Mars has long mesmerized scientists and dreamers alike with its vivid red glow. Traditionally, this ruddy hue was blamed on a dry, rust-like mineral called hematite. However, a recent study published in Nature Communications led by researchers from Brown University and the University of Bern points to a surprising culprit: ferrihydrite.
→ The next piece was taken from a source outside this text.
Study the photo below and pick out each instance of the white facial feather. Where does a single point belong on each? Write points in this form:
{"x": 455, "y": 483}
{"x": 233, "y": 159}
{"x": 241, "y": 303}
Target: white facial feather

Ferrihydrite is an iron oxide that forms in water-rich environments—a stark contrast to the arid conditions required for hematite. Using data from NASA’s Mars Reconnaissance Orbiter, the European Space Agency’s Mars Express and Trace Gas Orbiter, and ground-level rover measurements from Curiosity, Pathfinder, and Opportunity, the team crafted a detailed picture of Martian dust. Laboratory simulations, replicating the fine sub-micron particles found on Mars, confirmed that ferrihydrite’s light reflection properties closely match the planet’s distinctive red surface.
Postdoctoral fellow Adomas (Adam) Valantinas, who began this work during his Ph.D. at the University of Bern, explains, “From our analysis, we believe ferrihydrite is everywhere in the dust—and also probably in the rock formations as well.” The team's main breakthrough was proving its role using both observational data and lab-created Martian dust. This discovery suggests that Mars once harbored cooler, wetter conditions, a scenario that might have supported liquid water and, by extension, life.
The implications are profound. Unlike hematite, which forms in warmer, drier settings, the presence of ferrihydrite hints at an ancient Martian climate where water and oxygen interacted with iron, painting the planet red. As Martian winds dispersed this dust, it sculpted the look we see today.
Although these findings open a new chapter in understanding Mars’ past, confirmation awaits the return of samples collected by the Perseverance rover—a tangible key to unlocking the Red Planet’s long-held secrets.